The virtual speaker feeds 1520 are referred to as "virtual" since they need not be
provided directly to actual loudspeakers, but instead may be provided to the other
renderers in the renderer 1500 for further processing.
[0115] The specifics of the virtual speaker feeds 1520 may differ among the various embodiments
and implementations of the renderer 1500. For example, when the virtual speaker feeds
1520 include a low-frequency effects channel signal, the amplitude panner 1502 may
provide that channel signal to one or more loudspeakers directly (e.g., bypassing
the binaural renderers 1504 and the beamformers 1506 and 1508). As another example,
when the virtual speaker feeds 1520 include a center channel signal, the amplitude
panner 1502 may provide that channel signal to one or more loudspeakers directly,
or may provide that signal directly to a set of one of the left beamformers 1506 and
one of the right beamformers 1508 (e.g., bypassing the binaural renderers 1504).

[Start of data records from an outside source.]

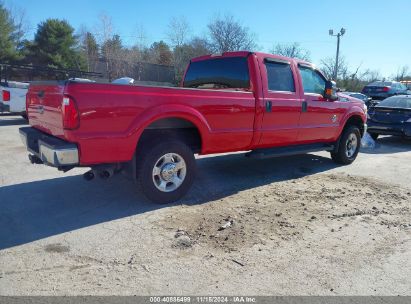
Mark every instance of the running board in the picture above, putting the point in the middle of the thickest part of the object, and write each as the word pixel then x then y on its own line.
pixel 290 150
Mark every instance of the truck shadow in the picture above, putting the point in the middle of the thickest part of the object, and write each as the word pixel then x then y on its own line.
pixel 40 209
pixel 389 145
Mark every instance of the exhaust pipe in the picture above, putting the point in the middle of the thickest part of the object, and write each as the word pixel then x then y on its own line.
pixel 89 175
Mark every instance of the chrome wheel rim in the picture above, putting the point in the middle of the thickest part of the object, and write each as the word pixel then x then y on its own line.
pixel 169 172
pixel 352 144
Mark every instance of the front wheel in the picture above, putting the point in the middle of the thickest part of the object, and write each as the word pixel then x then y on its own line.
pixel 165 170
pixel 349 146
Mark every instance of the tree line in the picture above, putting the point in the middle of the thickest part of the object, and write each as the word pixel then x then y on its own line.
pixel 57 44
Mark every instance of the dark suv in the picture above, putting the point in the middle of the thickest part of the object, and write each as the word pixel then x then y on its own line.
pixel 384 89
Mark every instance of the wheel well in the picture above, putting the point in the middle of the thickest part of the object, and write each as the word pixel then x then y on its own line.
pixel 355 121
pixel 173 127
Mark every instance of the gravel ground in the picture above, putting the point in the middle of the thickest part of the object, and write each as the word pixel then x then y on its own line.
pixel 296 225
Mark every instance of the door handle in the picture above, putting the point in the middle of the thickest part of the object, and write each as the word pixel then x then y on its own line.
pixel 268 106
pixel 304 106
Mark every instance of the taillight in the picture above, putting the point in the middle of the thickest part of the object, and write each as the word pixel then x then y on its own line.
pixel 6 95
pixel 71 119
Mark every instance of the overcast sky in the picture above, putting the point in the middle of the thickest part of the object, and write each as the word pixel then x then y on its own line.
pixel 378 33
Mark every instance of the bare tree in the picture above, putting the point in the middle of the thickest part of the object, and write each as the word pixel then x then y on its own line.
pixel 370 75
pixel 328 67
pixel 178 31
pixel 227 34
pixel 293 50
pixel 104 32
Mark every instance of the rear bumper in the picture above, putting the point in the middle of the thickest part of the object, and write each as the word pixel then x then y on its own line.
pixel 400 129
pixel 52 151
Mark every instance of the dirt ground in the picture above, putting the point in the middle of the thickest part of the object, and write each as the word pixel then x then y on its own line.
pixel 296 225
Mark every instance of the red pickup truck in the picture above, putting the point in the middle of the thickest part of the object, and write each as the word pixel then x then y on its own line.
pixel 237 101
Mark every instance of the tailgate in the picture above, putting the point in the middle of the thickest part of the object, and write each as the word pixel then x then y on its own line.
pixel 44 105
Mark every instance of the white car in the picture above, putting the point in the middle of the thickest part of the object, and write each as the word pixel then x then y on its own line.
pixel 13 97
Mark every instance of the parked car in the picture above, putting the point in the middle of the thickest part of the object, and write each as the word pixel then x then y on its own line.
pixel 392 116
pixel 266 104
pixel 382 89
pixel 364 98
pixel 13 97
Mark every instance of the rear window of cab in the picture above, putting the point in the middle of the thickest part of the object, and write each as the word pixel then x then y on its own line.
pixel 218 73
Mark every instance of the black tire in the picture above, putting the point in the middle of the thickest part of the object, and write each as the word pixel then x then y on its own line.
pixel 341 156
pixel 374 135
pixel 147 159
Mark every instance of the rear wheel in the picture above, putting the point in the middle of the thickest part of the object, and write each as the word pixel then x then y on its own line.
pixel 374 135
pixel 165 170
pixel 349 146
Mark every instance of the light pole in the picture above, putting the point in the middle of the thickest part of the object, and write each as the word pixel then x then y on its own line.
pixel 338 35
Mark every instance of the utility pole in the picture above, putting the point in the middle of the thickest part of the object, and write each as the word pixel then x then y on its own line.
pixel 338 35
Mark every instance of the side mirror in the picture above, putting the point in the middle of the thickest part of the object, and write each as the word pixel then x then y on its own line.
pixel 330 90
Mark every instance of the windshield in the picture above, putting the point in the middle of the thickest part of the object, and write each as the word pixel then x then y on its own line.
pixel 396 102
pixel 218 73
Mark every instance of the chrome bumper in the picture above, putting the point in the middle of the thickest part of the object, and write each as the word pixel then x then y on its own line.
pixel 52 151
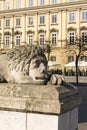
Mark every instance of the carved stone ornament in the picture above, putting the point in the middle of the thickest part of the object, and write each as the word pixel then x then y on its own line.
pixel 27 64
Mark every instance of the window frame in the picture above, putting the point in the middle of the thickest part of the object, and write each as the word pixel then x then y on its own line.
pixel 18 40
pixel 54 38
pixel 42 20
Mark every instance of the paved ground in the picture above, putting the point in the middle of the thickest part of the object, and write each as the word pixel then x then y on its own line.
pixel 82 115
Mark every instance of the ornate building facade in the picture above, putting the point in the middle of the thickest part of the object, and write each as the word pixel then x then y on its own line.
pixel 43 22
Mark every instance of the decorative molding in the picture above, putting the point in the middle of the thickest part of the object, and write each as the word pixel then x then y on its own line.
pixel 83 28
pixel 17 32
pixel 71 29
pixel 41 31
pixel 30 31
pixel 54 30
pixel 7 33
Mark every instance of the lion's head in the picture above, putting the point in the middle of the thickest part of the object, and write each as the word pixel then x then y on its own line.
pixel 27 64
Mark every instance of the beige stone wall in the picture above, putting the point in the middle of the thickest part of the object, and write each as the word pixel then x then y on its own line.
pixel 61 27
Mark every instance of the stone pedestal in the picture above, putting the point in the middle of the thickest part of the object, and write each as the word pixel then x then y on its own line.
pixel 38 107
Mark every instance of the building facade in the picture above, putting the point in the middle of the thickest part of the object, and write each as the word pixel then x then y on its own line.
pixel 43 22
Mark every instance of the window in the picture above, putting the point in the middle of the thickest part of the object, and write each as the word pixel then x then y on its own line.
pixel 7 24
pixel 0 23
pixel 30 20
pixel 84 58
pixel 71 17
pixel 0 6
pixel 7 5
pixel 84 37
pixel 41 39
pixel 7 40
pixel 0 39
pixel 54 38
pixel 70 59
pixel 42 19
pixel 17 40
pixel 30 39
pixel 41 2
pixel 54 1
pixel 84 15
pixel 71 0
pixel 18 4
pixel 30 3
pixel 53 58
pixel 54 18
pixel 71 37
pixel 18 22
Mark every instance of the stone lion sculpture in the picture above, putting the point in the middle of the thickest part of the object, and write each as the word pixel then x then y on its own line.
pixel 27 64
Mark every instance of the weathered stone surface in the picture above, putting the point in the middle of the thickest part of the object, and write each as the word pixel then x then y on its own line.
pixel 38 98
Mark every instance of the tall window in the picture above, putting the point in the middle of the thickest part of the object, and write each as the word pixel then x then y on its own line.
pixel 54 1
pixel 53 58
pixel 71 0
pixel 54 38
pixel 42 39
pixel 0 23
pixel 72 17
pixel 7 5
pixel 30 22
pixel 7 24
pixel 71 37
pixel 84 16
pixel 54 18
pixel 70 59
pixel 42 19
pixel 42 2
pixel 17 40
pixel 18 4
pixel 18 21
pixel 84 37
pixel 30 39
pixel 0 39
pixel 30 3
pixel 7 40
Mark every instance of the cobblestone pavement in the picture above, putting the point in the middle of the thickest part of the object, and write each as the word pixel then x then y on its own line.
pixel 82 114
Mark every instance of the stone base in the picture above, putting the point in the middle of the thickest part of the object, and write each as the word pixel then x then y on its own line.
pixel 31 121
pixel 38 107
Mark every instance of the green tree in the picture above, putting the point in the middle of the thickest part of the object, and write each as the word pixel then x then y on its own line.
pixel 78 49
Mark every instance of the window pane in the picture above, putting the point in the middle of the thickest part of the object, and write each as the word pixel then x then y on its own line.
pixel 17 40
pixel 84 37
pixel 7 23
pixel 54 39
pixel 53 58
pixel 18 22
pixel 30 39
pixel 30 3
pixel 84 15
pixel 42 19
pixel 41 39
pixel 54 1
pixel 70 59
pixel 71 37
pixel 18 3
pixel 71 17
pixel 54 18
pixel 7 5
pixel 41 2
pixel 7 40
pixel 30 20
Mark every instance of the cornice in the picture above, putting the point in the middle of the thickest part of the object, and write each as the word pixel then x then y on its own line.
pixel 48 8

[0116] The binaural renderers 1504 receive the virtual speaker feeds 1520 and the loudspeaker
configuration information 156. (In general, the number N of binaural renderers 1504
depends upon the specifics of the embodiments of the renderer 1500, such as the number
of virtual speaker feeds 1520, the type of virtual speaker feed, etc., as discussed
above.) The binaural renderers 1504 perform rendering on the virtual speaker feeds
1520 and generate left binaural signals 1522 (three shown: 1522a, 1522b and 1522c)
and right binaural signals 1524 (three shown: 1524a, 1524b and 1524c), in a manner
similar to the other binaural renderers described herein.
[0117] The left beamformers 1506 receive the left binaural signals 1522 and the loudspeaker
configuration information 156, and the right beamformers 1508 receive the right binaural
signals 1524 and the loudspeaker configuration information 156. Each of the left beamformers
1506 may receive one or more of the left binaural signals 1522, and each of the right
beamformers 1508 may receive one or more of the right binaural signals 1524, again
depending on the specifics of the embodiments of the renderer 1500 as discussed above.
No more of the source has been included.